Voor te stellen wirwar
Wat er onder het verhullende bodywork vandaan komt, laat zich raden. Je kunt je de wirwar aan leidingen en uitlaatpijpen wel voorstellen. Zeker omdat zelfs buiten het frame om al allerlei slangen, buizen en pijpen te zien zijn. De uitlaatpijpen slingeren rakelings langs het frame en zelfs over een van de koelbuizen. Elke kubieke centimeter aan boord lijkt goed benut. Marges zijn klein, zoals de bougiekabels vakkundig gebogen weggehouden worden van het verchroomde spruitstuk. Vanaf daar slingeren er drie pijpen door tot het achterlicht, eentje duikt naar beneden en sluit zich aan bij twee van de voorste dempers. De andere twee dempers zitten links, met dus voor elk van de acht cilinders een eigen uitlaatdemper. Voor het gevoel duiken er overal op de motor uitlaatdempers op.
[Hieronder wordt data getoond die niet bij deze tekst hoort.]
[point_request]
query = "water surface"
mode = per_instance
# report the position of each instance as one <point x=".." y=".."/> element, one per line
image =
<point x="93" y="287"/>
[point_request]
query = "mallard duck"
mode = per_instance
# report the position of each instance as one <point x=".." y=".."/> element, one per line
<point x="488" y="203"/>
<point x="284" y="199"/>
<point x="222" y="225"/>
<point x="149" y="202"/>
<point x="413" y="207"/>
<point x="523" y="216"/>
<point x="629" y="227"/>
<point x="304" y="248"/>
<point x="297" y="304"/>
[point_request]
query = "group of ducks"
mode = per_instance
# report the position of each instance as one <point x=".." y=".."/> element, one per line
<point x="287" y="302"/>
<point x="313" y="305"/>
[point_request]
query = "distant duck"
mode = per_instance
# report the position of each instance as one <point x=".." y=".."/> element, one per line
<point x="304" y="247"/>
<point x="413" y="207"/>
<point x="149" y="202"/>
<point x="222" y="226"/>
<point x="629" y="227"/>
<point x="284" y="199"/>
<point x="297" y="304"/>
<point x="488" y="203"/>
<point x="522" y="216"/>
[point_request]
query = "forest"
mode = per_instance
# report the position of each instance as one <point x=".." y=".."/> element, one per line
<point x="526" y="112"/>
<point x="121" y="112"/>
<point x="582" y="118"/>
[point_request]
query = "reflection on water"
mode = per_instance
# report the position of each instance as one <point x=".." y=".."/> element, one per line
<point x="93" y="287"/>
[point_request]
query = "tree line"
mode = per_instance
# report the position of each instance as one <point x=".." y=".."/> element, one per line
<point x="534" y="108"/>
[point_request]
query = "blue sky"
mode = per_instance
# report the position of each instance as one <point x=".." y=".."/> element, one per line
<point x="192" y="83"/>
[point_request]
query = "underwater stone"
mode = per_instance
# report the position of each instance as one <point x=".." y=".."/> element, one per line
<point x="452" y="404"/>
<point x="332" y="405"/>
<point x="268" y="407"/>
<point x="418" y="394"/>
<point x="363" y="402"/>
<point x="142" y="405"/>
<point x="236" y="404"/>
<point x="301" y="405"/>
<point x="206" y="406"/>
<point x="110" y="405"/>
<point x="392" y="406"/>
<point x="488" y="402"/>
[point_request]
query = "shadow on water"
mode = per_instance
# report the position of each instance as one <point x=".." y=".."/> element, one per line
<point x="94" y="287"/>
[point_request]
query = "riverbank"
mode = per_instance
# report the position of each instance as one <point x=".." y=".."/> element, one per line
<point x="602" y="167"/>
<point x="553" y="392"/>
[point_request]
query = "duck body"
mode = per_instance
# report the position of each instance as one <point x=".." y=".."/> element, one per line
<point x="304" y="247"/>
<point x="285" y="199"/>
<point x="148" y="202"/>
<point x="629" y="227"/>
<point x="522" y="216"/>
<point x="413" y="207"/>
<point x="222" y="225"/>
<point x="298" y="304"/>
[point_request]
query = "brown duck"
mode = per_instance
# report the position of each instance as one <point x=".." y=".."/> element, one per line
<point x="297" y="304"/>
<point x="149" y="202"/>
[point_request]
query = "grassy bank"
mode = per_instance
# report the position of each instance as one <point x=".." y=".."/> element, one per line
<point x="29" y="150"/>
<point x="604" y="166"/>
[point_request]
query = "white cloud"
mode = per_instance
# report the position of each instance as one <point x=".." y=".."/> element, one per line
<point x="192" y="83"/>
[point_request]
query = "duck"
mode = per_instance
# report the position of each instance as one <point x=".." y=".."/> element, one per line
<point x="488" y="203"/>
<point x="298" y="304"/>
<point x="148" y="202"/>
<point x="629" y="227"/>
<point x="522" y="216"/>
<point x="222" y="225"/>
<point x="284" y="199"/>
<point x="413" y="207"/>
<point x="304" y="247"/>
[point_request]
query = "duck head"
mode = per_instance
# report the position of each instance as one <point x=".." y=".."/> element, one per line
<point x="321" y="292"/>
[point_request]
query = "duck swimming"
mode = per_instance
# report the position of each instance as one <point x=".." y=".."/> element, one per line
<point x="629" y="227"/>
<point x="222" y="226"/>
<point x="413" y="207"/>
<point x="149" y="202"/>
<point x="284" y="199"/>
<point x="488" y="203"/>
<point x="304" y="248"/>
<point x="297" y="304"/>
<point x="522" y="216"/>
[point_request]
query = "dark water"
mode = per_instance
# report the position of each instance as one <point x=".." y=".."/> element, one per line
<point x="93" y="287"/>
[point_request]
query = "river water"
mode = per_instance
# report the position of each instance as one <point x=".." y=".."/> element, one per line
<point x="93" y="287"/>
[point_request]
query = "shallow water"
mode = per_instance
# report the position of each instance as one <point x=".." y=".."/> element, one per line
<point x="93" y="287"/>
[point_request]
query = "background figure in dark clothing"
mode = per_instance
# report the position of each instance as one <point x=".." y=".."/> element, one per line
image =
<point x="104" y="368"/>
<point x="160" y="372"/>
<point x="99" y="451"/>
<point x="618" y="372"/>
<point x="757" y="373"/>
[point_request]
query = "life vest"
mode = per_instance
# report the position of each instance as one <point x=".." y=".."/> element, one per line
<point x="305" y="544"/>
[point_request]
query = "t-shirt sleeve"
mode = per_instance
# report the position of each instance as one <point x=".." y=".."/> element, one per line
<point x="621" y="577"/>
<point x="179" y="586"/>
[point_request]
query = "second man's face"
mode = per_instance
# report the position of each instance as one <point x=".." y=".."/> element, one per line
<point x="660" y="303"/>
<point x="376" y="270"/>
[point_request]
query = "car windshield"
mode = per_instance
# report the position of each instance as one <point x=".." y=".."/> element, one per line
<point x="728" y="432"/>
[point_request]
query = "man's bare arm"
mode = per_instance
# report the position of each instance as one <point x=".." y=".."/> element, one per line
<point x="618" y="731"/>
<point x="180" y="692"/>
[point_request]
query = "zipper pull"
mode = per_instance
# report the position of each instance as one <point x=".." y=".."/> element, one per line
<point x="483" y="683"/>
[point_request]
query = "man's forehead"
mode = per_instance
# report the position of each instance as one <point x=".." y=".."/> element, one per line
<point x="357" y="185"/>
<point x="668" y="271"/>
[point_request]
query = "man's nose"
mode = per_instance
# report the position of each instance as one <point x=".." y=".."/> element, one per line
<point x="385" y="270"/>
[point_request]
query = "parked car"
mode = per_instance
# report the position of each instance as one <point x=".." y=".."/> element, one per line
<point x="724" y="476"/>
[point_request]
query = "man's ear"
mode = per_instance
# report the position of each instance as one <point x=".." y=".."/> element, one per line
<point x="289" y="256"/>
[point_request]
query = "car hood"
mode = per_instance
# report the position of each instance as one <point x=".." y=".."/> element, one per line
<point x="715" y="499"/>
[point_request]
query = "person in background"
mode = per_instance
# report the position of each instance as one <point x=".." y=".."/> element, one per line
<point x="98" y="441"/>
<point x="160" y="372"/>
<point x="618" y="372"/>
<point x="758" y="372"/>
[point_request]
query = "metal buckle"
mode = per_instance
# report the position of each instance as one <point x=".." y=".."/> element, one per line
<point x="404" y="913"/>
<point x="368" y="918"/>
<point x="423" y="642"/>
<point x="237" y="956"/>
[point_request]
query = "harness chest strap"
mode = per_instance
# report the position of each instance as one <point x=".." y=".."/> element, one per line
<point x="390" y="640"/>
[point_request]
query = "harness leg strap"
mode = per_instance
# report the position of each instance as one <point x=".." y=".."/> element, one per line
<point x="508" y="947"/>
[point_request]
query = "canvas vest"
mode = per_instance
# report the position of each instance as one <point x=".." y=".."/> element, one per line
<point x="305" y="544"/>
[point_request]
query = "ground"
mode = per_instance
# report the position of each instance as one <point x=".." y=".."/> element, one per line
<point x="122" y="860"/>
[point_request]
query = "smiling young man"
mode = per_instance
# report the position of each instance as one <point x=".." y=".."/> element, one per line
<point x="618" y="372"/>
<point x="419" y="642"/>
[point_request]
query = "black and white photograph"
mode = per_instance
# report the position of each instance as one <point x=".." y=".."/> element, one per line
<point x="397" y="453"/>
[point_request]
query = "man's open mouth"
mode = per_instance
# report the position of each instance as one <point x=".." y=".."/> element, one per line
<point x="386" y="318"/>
Wat ons brengt bij de vraag, die we nog niet hadden durven stellen. ‘De motor start nog niet, ik ben bijna zover’, reageert Epi met zijn inmiddels kenmerkende enthousiasme. En het is dat enthousiasme waardoor Epi Huisman zonder schroom in het rijtje van Guzzi en Morbidelli past. Epi had het idee in 1977 al. Zestien jaar plannen en researchen later, kon hij aan de fysieke opbouw beginnen. Sinds 1993 en nu zijn er bizar veel uurtjes in die motor gaan zitten. Epi’s vrouw Albertje, die het gehele bezoek vol trots meeliep, weet er alles van. ‘De avond dat we getrouwd zijn was er niemand op het feestje. Iedereen was bij de motor. Die man is mijn alles. Ik hoor bij hem en de motor ook.’
Al die uren, al die beugeltjes en al de meters die de vijl en de kolomboor hebben gemaakt. Zijn levenswerk blijft Epi motiveren en met het eind in zicht van een project dat al bijna veertig jaar loopt, komt The Machine V8 hopelijk spoedig tot leven. Wordt zeker vervolgd.
De donor
General Motors kwam in 1961 met een nieuw V8-blok. Een Small Block, zoals dat dan heet. Met 3532 cc is de Buick 215-V8 – voor 215 kubieke inches – alleen klein in vergelijking met zijn grotere broers. Het blok was voor toen waanzinnig compact en enorm licht. Het debuteerde in een aantal Buick-modellen, maar het zou in veel varianten terugkomen in auto’s van andere General Motors-merken. Het 90graden-V8-motorblok heeft een aluminium carter, maar ook de cilinderrijen en -koppen zijn van aluminium. Voor een V8-blok was het zelfs zo licht, dat het jarenlang het allerlichtste productie-V8-blok bleef. Geen betere basis voor een V8-motorfiets dus, mocht je het ooit overwegen!
Dit is de Buick Skylark uit 1961. Behalve met een 3,2l-V6 werd die als een van de eerste auto’s geleverd met het 3,5l-V8-blok geleverd. De advertentietekening spreekt boekdelen over hoe oud dat blok al is.
Geen aparte carburateurs per cilinder zoals bij veel motoren, maar een grote gezamenlijke gasfabriek voor alle cilinders. Nog een passie van Huisman: modelbouw. Zelf bouwen dus, zoals ook van The Machine. Een gloednieuwe standaard Suzuki-upsidedownvork, met een kleurtje voor de poten. Serieuze stoppers ook. Schakelen gebeurt rechts. Tsja, het moet wel passen allemaal. Keuzes! En de achterrem zit dus ook links. De voetsteunen komen bij Nico Bakker vandaan. Zo moest het worden. Best aardig goed gelukt. Acht aparte dempertjes duiken overal op. Toch is het geen overdaad!